Exposure to body fluids but not allowed to go to ED for over 4 hours

Nurses Safety

Published

I was assaulted and spit in the face/eyes by a patient last night, but couldn't leave the floor to go to the ED, because there was no one to cover my patients. Finally, after asking my charge nurse/supervisor 3 times, I was allowed to go to the ED 4 1/2 hours after the event. The ED staff was mortified and said that I should have been sent down no later then 2 hours after the exposure. I plan on writing an occurrence report, but am concerned that I will be retaliated against for exposing the fact that the nursing supervisor and house supervisor either don't know or don't care about exposure procedures. What's the best way of going about reporting this?

Specializes in psyche.

I understand your concern about retaliation however you have to look out for you.Your health comes first. Write down everything that occured that way you have a time line. If your supervisers do attempt to retaliate, you'll have what you need to defend yourself to their superiors. In every facilitiy I've worked in, there have been proceduers put into place to protect the employee form retaliation. i'm sorry that this has happened to you and I wish you the best of luck! :nurse:

Specializes in Cath lab, acute, community.

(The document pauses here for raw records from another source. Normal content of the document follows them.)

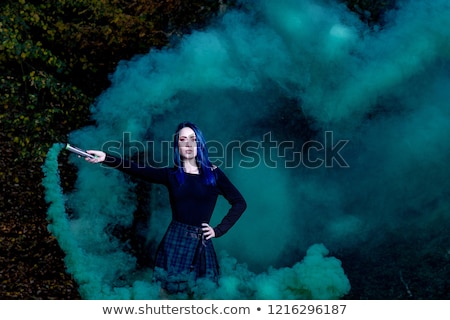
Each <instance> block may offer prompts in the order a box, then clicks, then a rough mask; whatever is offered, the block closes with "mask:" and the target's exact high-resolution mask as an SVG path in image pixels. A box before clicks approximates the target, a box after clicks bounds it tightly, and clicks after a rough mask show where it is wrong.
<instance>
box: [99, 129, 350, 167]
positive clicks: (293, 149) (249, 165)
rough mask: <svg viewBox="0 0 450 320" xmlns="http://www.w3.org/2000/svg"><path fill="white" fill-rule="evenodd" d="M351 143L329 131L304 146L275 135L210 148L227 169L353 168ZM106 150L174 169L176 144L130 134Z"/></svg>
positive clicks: (264, 135)
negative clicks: (143, 138) (158, 141)
mask: <svg viewBox="0 0 450 320" xmlns="http://www.w3.org/2000/svg"><path fill="white" fill-rule="evenodd" d="M349 142H350V141H349V140H336V139H335V137H334V133H333V131H325V132H324V134H323V139H321V140H320V141H319V140H309V141H306V142H303V143H302V144H301V145H300V144H299V143H298V142H296V141H292V140H283V141H278V140H276V139H274V138H273V136H272V132H267V133H265V134H264V135H263V136H262V137H261V139H257V140H244V141H241V140H232V141H229V142H227V143H226V144H224V143H223V142H221V141H216V140H209V141H207V142H206V147H207V150H208V154H209V159H210V160H211V162H212V163H213V164H215V165H217V166H220V167H224V168H233V167H240V168H247V169H251V168H255V167H259V166H266V167H268V168H280V167H283V168H287V169H290V168H298V167H300V166H303V167H306V168H309V169H317V168H321V167H325V168H333V167H339V168H349V167H350V165H349V164H348V162H347V161H346V160H345V158H344V156H343V155H342V152H343V150H344V148H345V147H346V145H347V144H348V143H349ZM102 149H103V150H105V151H106V152H107V153H109V154H111V155H113V156H117V157H128V158H130V157H132V156H133V155H136V154H139V155H140V156H139V157H133V159H134V162H136V163H137V165H138V166H142V167H143V166H158V167H163V166H173V142H172V141H160V142H159V143H158V144H157V142H155V141H146V142H145V143H143V142H141V141H136V140H132V139H131V133H130V132H124V133H123V136H122V141H108V142H106V143H104V144H103V146H102Z"/></svg>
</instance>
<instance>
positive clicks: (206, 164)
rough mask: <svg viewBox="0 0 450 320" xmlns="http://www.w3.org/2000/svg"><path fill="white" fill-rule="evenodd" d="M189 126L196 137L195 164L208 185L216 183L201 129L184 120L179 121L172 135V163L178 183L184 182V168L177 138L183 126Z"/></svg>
mask: <svg viewBox="0 0 450 320" xmlns="http://www.w3.org/2000/svg"><path fill="white" fill-rule="evenodd" d="M186 127H187V128H191V129H192V130H193V131H194V133H195V136H196V139H197V158H196V161H197V166H198V167H199V170H200V172H201V173H203V176H204V178H205V183H206V184H209V185H215V184H216V175H215V174H214V170H213V165H212V163H211V161H210V160H209V156H208V149H207V148H206V140H205V137H204V136H203V133H202V132H201V130H200V129H199V128H198V127H197V126H196V125H195V124H193V123H192V122H189V121H185V122H181V123H180V124H179V125H178V126H177V129H176V131H175V134H174V137H173V149H174V159H173V160H174V164H175V168H176V171H175V175H176V177H177V180H178V182H179V183H180V184H183V183H184V177H185V173H184V169H183V163H182V160H181V156H180V149H179V147H178V140H179V138H180V131H181V129H183V128H186Z"/></svg>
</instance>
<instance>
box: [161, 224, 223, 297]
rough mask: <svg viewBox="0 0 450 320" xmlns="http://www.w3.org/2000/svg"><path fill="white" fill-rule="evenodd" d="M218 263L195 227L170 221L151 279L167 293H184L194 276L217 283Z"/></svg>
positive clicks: (214, 251) (198, 231)
mask: <svg viewBox="0 0 450 320" xmlns="http://www.w3.org/2000/svg"><path fill="white" fill-rule="evenodd" d="M218 277H219V263H218V261H217V256H216V252H215V250H214V247H213V244H212V241H211V240H205V239H204V237H203V234H202V230H201V228H199V227H195V226H191V225H187V224H183V223H180V222H177V221H172V222H171V223H170V225H169V227H168V229H167V231H166V234H165V235H164V237H163V239H162V240H161V243H160V244H159V247H158V250H157V252H156V259H155V268H154V281H157V282H160V284H161V287H162V288H164V289H165V290H166V291H167V292H169V293H177V292H184V291H186V290H188V289H189V287H190V286H192V285H194V284H195V281H196V280H197V279H198V278H208V279H210V280H212V281H214V282H216V283H217V281H218Z"/></svg>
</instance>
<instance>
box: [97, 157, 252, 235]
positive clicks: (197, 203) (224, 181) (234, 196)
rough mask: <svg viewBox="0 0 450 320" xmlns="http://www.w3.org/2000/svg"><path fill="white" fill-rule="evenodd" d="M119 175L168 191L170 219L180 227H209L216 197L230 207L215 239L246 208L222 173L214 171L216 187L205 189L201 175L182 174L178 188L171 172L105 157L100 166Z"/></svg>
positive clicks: (233, 222) (235, 222)
mask: <svg viewBox="0 0 450 320" xmlns="http://www.w3.org/2000/svg"><path fill="white" fill-rule="evenodd" d="M103 163H105V164H106V165H108V166H110V167H113V168H117V169H119V170H120V171H122V172H124V173H127V174H130V175H132V176H134V177H137V178H140V179H143V180H145V181H148V182H150V183H157V184H162V185H164V186H166V187H167V189H168V191H169V200H170V206H171V209H172V219H173V220H175V221H178V222H181V223H185V224H189V225H193V226H198V227H201V225H202V223H208V224H209V222H210V220H211V216H212V214H213V211H214V207H215V205H216V202H217V198H218V196H219V195H222V196H223V197H224V198H225V199H226V200H227V201H228V203H229V204H230V205H231V207H230V209H229V210H228V212H227V214H226V215H225V216H224V217H223V219H222V221H221V222H220V223H219V224H218V225H217V226H216V227H214V232H215V236H216V238H217V237H220V236H222V235H224V234H225V233H226V232H227V231H228V230H229V229H230V228H231V227H232V226H233V225H234V224H235V223H236V221H237V220H238V219H239V218H240V217H241V215H242V213H243V212H244V211H245V209H246V208H247V204H246V202H245V199H244V197H243V196H242V194H241V193H240V192H239V190H238V189H237V188H236V187H235V186H234V185H233V184H232V183H231V182H230V180H229V179H228V178H227V177H226V175H225V174H224V173H223V171H222V170H220V169H219V168H215V169H214V172H215V173H216V185H215V186H212V185H206V183H205V180H204V178H203V176H202V174H189V173H186V174H185V181H184V183H183V184H181V185H180V183H179V182H178V180H177V178H176V175H175V169H174V168H154V167H150V166H145V167H143V166H138V165H137V164H136V163H134V162H133V161H130V160H127V159H121V158H117V157H113V156H111V155H106V159H105V161H104V162H103Z"/></svg>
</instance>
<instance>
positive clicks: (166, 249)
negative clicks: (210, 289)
mask: <svg viewBox="0 0 450 320" xmlns="http://www.w3.org/2000/svg"><path fill="white" fill-rule="evenodd" d="M173 145H174V167H173V168H153V167H150V166H146V167H142V166H138V165H137V164H136V163H133V162H132V161H129V160H126V159H121V158H117V157H114V156H112V155H108V154H106V153H104V152H102V151H98V150H88V151H87V152H88V153H90V154H93V155H95V156H96V157H95V158H86V161H89V162H92V163H99V162H103V163H104V164H107V165H108V166H111V167H114V168H118V169H119V170H121V171H123V172H125V173H127V174H130V175H133V176H136V177H139V178H141V179H144V180H146V181H149V182H151V183H158V184H162V185H164V186H166V187H167V189H168V191H169V200H170V206H171V209H172V221H171V223H170V225H169V227H168V229H167V231H166V233H165V235H164V237H163V239H162V241H161V243H160V245H159V247H158V250H157V253H156V259H155V266H154V280H155V281H157V282H160V284H161V288H162V289H164V291H165V292H167V293H169V294H173V293H179V292H186V291H187V290H188V289H189V287H190V286H192V285H193V284H194V283H195V281H196V280H197V279H199V278H206V279H210V280H212V281H214V282H216V283H217V281H218V276H219V264H218V261H217V257H216V253H215V250H214V247H213V244H212V241H211V239H212V238H218V237H220V236H222V235H224V234H225V233H226V232H227V231H228V230H229V229H230V228H231V227H232V226H233V225H234V224H235V223H236V221H237V220H238V219H239V218H240V216H241V215H242V213H243V212H244V211H245V209H246V207H247V204H246V202H245V200H244V198H243V197H242V195H241V193H240V192H239V191H238V190H237V189H236V187H235V186H234V185H233V184H232V183H231V182H230V180H229V179H228V178H227V177H226V176H225V174H224V173H223V172H222V171H221V170H220V169H219V168H218V167H216V166H213V165H212V164H211V162H210V160H209V158H208V151H207V148H206V141H205V138H204V137H203V134H202V132H201V131H200V130H199V128H198V127H197V126H196V125H194V124H193V123H190V122H183V123H180V124H179V125H178V127H177V130H176V132H175V135H174V144H173ZM219 195H222V196H223V197H225V199H226V200H227V201H228V202H229V204H230V206H231V207H230V208H229V210H228V212H227V214H226V215H225V216H224V218H223V219H222V221H221V222H220V223H219V224H218V225H217V226H215V227H212V226H210V224H209V223H210V220H211V216H212V213H213V211H214V207H215V205H216V201H217V198H218V196H219Z"/></svg>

I would write a statement of what occurred and send it to the DON, as well as to the OHS department. This is especially important if the tests show positive to something and compensation becomes an issue. We shouldn't be afraid to do what is right.

It could also save someone else down the track.

Specializes in Orthopedic, LTC, STR, Med-Surg, Tele.

OMG... how sad :( Maybe report to the DON?

Specializes in Nursing Professional Development.

Fill out 2 incident reports -- one on the original exposure and a 2nd one on the failure of management to provide proper carefor you afterwards.

You also might want to talk with an attorney.